The number of people infected worldwide is approaching a half-million (451,355 as of March 25), and the death toll is past 20,000 (20,499).

When describing the COVID-19, doctors, scientists and epidemiologists worldwide say they “have never seen anything like it,” and that it is “not like flu.”

This story by National Public Radio spells out many of the differences between COVID-19, the common cold and seasonal flu.

Here are eight of them:

  1. COVID-19 is novel, or new. That means there's no vaccine, and it's unclear how it will manifest;
  2. This strain of coronavirus appears to infect two to 2.5 people versus 1.3 with the flu, so coronavirus seems to be about twice as contagious as the flu;
  3. Some 20% of coronavirus patients are in serious enough condition to go to the hospital, 10 times the number who wind up in the hospital because of the flu;
  4. Hospital stays for the coronavirus are twice as long as for the flu;
  5. About 8% of people get the flu every year. Some estimates are 25% to 50%, possibly up to 80%, could get the coronavirus without drastic actions being taken by individuals, states and municipalities and the federal government;
  6. The coronavirus could be 10 times deadlier than the flu — about 0.1% who get flu die. It's estimated that about 1% of those who have gotten coronavirus have died from it;
  7. There are treatments for the flu. There are no approved treatments for the coronavirus, despite the president's optimism for certain drugs, which are untested for coronavirus to this point; and
  8. The flu tends to wane in warm weather, but it's too soon to count on that for coronavirus, which is thriving in warm, tropical places.

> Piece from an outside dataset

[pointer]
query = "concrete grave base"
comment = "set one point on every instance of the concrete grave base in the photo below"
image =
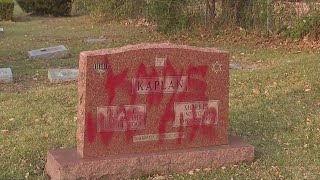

Like Gregorio, hundreds of thousands of American students have expressed frustration about COVID-19’s impact on campus life.

Early news coverage of the COVID-19 disease said it appeared most dangerous for older adults and people with chronic illnesses and presented a low risk of death for younger, healthy people.

That has changed with the U.S. epidemic data.

“Today I have a message for young people: You are not invincible, this virus could put you in hospital for weeks or even kill you. Even if you don’t get sick, the choices you make about where you go could be the difference between life and death for someone else,” Tedros Adhanom Ghebreyes, director general of the World Health Organization warned on March 21.